Entre as informações registradas estão nome completo, data de nascimento, nacionalidade, foto digital e outros dados utilizados pelas autoridades migratórias para confirmar a identidade do passageiro.
Essa tecnologia permite que sistemas automatizados façam leituras rápidas do documento em portões eletrônicos de imigração, reduzindo filas e agilizando processos em aeroportos internacionais.
O problema é que, em teoria, chips RFID também podem ser detectados por leitores eletrônicos fora dos ambientes oficiais.
O que é o “skimming” que preocupa viajantes
O chamado skimming é uma técnica usada para tentar captar dados de dispositivos com RFID sem autorização do proprietário. Em vez de contato físico, criminosos utilizariam equipamentos eletrônicos capazes de ler sinais emitidos pelos chips a curta distância.
Na prática, seria algo parecido com a clonagem de cartões por aproximação, mas aplicado a documentos biométricos.
Especialistas afirmam que não se trata de uma ameaça massiva ou comum no turismo internacional.

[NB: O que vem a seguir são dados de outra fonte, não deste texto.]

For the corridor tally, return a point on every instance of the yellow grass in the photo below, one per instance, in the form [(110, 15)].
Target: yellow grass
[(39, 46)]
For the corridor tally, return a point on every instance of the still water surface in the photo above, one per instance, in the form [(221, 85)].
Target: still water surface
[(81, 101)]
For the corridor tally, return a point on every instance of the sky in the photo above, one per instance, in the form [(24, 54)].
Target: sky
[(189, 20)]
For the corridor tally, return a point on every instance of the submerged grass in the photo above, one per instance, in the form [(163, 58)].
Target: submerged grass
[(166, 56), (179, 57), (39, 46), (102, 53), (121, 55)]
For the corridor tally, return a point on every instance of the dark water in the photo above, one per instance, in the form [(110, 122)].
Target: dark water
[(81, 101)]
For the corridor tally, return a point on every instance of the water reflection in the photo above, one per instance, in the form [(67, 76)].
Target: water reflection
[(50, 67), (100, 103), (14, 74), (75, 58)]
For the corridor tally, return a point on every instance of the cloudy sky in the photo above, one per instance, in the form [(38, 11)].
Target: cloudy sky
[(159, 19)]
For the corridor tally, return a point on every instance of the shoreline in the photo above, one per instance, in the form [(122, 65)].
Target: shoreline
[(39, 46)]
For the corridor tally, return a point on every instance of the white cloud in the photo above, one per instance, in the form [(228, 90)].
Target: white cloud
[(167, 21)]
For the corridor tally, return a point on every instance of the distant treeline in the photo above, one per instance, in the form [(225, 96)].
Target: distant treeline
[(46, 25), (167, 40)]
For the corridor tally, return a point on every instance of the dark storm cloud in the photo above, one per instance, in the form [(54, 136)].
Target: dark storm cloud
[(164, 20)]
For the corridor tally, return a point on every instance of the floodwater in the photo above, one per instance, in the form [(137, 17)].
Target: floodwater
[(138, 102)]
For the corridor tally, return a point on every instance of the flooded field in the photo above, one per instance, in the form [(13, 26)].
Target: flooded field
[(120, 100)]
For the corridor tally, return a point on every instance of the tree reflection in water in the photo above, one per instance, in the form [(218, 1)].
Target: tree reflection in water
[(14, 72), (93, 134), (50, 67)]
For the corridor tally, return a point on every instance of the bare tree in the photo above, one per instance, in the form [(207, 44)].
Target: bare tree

Ainda assim, aeroportos, estações ferroviárias e locais com grande concentração de pessoas acabam sendo considerados ambientes mais sensíveis para esse tipo de tentativa de leitura indevida.
Foi justamente por isso que o papel-alumínio virou assunto.
Como o papel-alumínio poderia bloquear o chip
A lógica por trás da recomendação tem base em um princípio físico conhecido como “gaiola de Faraday”. Quando um objeto eletrônico é envolvido por um material condutor, como o alumínio, as ondas eletromagnéticas externas tendem a ser bloqueadas.
Na teoria, isso impediria que leitores RFID consigam se comunicar com o chip presente no passaporte.
O método chamou atenção porque é extremamente barato, acessível e pode ser improvisado em qualquer lugar do mundo sem necessidade de equipamentos específicos.
Para muitos viajantes frequentes, especialmente os mais preocupados com privacidade digital, a solução virou uma espécie de proteção emergencial durante longas conexões e deslocamentos em áreas muito cheias.
As limitações da solução caseira
Apesar da popularidade recente da dica, especialistas alertam que o método possui várias limitações práticas.
O papel-alumínio é frágil e pode rasgar facilmente dentro da mochila, da bolsa ou do bolso. Pequenas aberturas já seriam suficientes para permitir a passagem parcial de sinais eletromagnéticos, reduzindo ou anulando a proteção.
Além disso, embrulhar e desembrulhar o passaporte constantemente durante inspeções de segurança pode se tornar incômodo, principalmente em aeroportos movimentados.
Por isso, muitos profissionais da área recomendam alternativas mais duráveis, como capas e carteiras com bloqueio RFID integrado. Esses acessórios utilizam o mesmo conceito da gaiola de Faraday, mas com materiais resistentes e formatos desenvolvidos especificamente para documentos de viagem.
O medo digital que acompanha os viajantes modernos

Mesmo que casos reais de roubo de dados via RFID em passaportes ainda sejam raros, o debate mostra como a tecnologia transformou também as preocupações de quem viaja.
Hoje, além de malas extraviadas e atrasos de voo, turistas passaram a considerar riscos invisíveis ligados à circulação de informações pessoais em dispositivos eletrônicos.
No fim das contas, o papel-alumínio talvez não seja uma solução perfeita — mas virou símbolo de uma era em que até um simples passaporte passou a carregar questões de segurança digital dignas de filmes de espionagem.